2021 yılında verilen raporda bu rahatsızlıktan dolayı kolonoskopik tetkik önerildiği aktarılan açıklamada, “2021 yılında verilen raporda, ince bağırsakları karın duvarının arka bölümüne bağlayan ve ince bağırsakları besleyen damarları içeren karın zarı kısmında kısa, aksi simetrik olmayan left nodülleri izlendiği belirtilmiştir. İşitme engeli var ve ayrıca görme kaybı yaşıyor, gözlerde katarakt meydana gelmiştir. Sağ akciğerde büyüğü 5 mm çapında ölçülen nodüller mevcut ve nefes alıp vermekte zorluk yaşıyor. Kronik iskemi kalp hastalığı ve koroner arter hastalığı mevcuttur. Sağ göğüste uyuşma ve titreme oluşuyor. Damar tıkanıklığından dolayı anjiyo oldu ve kalbine stent takılmıştır” denildi.

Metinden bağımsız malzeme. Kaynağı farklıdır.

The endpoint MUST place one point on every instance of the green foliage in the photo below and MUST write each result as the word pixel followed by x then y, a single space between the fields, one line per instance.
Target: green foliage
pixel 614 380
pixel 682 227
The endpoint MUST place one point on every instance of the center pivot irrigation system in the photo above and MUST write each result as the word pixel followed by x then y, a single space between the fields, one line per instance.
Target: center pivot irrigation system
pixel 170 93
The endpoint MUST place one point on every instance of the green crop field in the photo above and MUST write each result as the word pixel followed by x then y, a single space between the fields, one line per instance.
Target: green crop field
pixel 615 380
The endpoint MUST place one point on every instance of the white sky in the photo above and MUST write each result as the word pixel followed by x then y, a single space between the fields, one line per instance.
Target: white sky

Açıklama, şöyle devam etti: “21 Mayıs 2021’de R Tipi Hapishaneye sevk istemi için heyete çıkarılmış ve 10 Haziran 2021 tarihinde düzenlenen raporla, tüm hastalıkları tespit edilmesine rağmen bu talebi kabul edilmemiştir. Abdurrahim Demir’in ağır böbrek rahatsızlığı ve kalp rahatsızlığı nedeniyle hapishanede yaşamını devam ettirmesi mümkün değil ve her geçen gün durumu ağırlaşmaktadır. Ailesinin yanında sağlıklı koşullarda tedavisinin devam ettirilmesi için infazının ertelenmesi ve bu süreç zarfında tüm tedavilerinin yapılması gerekmektedir.”